4. De "O Apologético" de Tertuliano (séc. 2º-3º).
Os cristãos não são inúteis e improdutivos
"Somos acusados de ser improdutivos nas várias formas de atividades. Mas, como pode-se falar assim de homens que vivem convosco, que comem como vós, que vestem as mesmas roupas, que seguem o mesmo gênero de vida e têm as mesmas necessidades de vida?
Lembramo-nos de dar graças a Deus, Senhor e criador, e não recusamos nenhum fruto de sua obra. É certo que usamos as coisas com moderação, não de forma exagerada ou errada.

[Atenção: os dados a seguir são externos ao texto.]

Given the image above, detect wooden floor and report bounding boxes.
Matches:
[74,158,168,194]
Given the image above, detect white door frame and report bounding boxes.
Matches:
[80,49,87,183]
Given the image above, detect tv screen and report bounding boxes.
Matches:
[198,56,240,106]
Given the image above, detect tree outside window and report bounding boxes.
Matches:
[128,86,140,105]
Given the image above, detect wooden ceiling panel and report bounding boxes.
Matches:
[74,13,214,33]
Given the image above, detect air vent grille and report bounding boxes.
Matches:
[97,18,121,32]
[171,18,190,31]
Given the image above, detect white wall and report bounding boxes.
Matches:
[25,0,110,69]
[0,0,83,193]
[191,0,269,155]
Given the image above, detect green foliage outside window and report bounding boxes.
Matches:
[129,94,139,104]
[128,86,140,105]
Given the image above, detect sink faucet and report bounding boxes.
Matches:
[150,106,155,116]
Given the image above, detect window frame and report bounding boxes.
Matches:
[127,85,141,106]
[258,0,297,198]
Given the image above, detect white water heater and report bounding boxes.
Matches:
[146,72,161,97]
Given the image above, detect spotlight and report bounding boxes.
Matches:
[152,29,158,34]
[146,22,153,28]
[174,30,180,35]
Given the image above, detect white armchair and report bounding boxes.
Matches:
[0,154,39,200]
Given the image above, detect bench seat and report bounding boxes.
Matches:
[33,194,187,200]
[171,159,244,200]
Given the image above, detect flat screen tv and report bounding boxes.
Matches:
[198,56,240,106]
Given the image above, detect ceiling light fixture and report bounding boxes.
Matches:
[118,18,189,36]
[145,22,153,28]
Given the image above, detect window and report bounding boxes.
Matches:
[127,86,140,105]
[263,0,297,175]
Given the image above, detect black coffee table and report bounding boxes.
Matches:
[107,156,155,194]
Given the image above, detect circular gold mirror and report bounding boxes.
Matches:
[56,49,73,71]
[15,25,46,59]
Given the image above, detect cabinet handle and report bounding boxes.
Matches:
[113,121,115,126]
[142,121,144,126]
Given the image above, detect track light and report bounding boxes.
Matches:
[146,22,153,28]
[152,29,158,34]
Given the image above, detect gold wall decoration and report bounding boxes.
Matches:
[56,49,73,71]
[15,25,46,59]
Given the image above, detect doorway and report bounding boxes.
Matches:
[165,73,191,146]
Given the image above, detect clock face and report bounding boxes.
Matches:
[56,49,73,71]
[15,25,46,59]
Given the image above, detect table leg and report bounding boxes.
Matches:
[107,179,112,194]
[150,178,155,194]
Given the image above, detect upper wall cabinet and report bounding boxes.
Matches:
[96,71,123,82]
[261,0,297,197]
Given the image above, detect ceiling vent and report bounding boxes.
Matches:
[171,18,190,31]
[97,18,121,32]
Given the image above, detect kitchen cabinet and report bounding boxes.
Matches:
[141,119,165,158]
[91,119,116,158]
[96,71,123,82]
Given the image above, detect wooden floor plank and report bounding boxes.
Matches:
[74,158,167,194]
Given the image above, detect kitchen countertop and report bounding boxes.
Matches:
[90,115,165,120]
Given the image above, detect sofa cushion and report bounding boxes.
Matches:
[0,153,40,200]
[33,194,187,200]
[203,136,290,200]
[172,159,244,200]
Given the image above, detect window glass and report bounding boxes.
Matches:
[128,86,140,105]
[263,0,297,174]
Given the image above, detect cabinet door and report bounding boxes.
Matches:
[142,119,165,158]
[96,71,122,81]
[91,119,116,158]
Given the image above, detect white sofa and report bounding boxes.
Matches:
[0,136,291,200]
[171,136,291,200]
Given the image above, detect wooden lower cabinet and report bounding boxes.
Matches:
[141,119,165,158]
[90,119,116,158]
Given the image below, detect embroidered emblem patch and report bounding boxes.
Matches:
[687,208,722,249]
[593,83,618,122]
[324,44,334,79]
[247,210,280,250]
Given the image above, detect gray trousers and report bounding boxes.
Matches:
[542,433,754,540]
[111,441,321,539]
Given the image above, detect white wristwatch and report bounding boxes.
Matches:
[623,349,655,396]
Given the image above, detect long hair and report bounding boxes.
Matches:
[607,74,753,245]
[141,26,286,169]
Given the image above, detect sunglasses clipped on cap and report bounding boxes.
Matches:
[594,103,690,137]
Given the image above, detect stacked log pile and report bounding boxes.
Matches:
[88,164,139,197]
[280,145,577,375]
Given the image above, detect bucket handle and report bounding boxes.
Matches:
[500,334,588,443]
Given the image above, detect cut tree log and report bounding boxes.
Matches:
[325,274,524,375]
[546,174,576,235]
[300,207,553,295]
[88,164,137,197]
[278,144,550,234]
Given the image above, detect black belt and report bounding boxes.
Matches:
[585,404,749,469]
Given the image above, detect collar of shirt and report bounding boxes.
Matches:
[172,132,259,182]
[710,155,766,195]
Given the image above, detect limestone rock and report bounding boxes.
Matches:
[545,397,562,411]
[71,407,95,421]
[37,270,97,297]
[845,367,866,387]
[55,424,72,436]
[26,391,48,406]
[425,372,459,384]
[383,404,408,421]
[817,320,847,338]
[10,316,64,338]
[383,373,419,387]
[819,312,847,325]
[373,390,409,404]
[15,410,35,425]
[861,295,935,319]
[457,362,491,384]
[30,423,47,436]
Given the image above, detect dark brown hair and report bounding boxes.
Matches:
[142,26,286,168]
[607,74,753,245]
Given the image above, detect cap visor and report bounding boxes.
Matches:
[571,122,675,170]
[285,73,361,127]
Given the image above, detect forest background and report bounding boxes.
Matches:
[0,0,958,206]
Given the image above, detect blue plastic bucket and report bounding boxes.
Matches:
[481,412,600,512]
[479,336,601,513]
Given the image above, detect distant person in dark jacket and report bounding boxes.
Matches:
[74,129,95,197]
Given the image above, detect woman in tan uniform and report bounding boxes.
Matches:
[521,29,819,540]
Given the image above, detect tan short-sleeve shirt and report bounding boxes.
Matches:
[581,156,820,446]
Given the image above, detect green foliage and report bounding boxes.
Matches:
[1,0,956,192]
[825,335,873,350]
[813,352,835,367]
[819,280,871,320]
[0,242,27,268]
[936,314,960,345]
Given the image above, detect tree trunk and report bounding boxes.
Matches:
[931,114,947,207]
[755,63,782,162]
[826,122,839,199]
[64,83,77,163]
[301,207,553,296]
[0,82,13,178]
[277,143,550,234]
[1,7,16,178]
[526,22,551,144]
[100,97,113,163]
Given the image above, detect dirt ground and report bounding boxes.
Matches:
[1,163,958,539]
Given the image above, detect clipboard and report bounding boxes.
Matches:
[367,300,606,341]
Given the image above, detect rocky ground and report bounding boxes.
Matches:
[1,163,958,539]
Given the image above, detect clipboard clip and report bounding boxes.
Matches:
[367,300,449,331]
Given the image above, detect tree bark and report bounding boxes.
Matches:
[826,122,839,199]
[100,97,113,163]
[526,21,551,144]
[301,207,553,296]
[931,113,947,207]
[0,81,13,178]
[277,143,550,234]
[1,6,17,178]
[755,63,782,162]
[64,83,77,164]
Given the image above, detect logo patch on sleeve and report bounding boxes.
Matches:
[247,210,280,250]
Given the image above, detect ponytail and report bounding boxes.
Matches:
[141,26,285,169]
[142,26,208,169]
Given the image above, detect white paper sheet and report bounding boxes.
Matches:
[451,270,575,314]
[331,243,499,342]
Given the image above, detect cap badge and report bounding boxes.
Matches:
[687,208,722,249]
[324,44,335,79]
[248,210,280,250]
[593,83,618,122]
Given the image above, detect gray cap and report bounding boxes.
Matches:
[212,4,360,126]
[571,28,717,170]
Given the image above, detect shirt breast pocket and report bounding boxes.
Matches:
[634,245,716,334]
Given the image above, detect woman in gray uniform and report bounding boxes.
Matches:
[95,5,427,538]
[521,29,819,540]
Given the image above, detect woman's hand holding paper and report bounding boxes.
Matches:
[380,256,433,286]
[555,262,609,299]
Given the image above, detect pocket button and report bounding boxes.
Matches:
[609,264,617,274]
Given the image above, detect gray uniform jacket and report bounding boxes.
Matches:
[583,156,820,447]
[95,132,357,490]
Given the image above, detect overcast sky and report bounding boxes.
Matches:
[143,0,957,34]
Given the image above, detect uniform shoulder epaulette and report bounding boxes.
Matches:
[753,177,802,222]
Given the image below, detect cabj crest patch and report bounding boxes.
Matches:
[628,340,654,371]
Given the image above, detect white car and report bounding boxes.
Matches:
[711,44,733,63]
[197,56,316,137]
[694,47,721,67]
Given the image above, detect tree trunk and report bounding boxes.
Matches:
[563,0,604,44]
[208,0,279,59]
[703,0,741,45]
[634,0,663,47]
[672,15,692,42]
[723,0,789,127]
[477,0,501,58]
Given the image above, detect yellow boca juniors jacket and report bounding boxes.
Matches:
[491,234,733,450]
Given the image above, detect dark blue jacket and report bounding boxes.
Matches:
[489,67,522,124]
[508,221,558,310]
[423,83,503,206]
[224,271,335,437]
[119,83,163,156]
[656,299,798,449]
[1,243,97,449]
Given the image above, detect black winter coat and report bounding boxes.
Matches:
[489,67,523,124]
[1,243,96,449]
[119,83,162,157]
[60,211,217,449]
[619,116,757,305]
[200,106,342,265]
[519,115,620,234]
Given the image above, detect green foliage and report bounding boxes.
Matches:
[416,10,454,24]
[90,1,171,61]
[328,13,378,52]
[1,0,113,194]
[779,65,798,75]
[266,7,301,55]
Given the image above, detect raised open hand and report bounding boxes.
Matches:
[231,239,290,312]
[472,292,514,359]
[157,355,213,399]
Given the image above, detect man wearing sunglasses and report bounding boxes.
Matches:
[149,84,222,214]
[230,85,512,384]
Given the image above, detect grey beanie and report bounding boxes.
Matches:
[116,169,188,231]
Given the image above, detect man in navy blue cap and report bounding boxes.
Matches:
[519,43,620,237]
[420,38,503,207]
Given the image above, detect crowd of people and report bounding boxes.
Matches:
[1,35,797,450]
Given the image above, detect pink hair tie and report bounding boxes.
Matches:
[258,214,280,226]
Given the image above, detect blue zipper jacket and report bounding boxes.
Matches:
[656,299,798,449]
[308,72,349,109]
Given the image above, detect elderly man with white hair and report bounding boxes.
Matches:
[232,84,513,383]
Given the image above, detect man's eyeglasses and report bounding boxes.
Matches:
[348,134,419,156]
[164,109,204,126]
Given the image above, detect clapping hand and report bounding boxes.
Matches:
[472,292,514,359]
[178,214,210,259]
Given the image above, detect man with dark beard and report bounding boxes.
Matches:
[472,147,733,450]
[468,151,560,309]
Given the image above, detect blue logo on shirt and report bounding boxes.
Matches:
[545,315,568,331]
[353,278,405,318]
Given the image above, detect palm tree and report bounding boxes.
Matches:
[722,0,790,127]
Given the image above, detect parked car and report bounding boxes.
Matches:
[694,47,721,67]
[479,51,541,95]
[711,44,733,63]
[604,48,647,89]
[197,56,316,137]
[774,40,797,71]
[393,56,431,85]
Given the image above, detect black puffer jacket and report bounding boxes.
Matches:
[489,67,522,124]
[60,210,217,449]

Coabitamos convosco e freqüentamos o foro, o mercado, os banhos, os negócios, as oficinas, as estalas, participando de todas as atividades.
Também navegamos convosco, combatemos no exército, cultivamos a terra, exercemos o comércio, trocamos as mercadorias e colocamos à venda, para o vosso uso, o fruto do nosso trabalho. Não entendo realmente como podemos parecer inúteis e improdutivos para os vossos negócios, quando vivemos convosco e de vós.
Sim, há quem tenha motivos para lamentar-se dos cristãos, porque não pode comerciar com eles: são eles os protetores de prostitutas, os rufiões e seus cúmplices; e também os criminosos, os que matam com veneno, os encantadores, os adivinhos, os feiticeiros, os astrólogos. Grande coisa ser improdutivos para essa gente!... E depois, nas prisões jamais encontrais um cristão, a não ser por motivos religiosos. Nós aprendemos de Deus a viver na honestidade".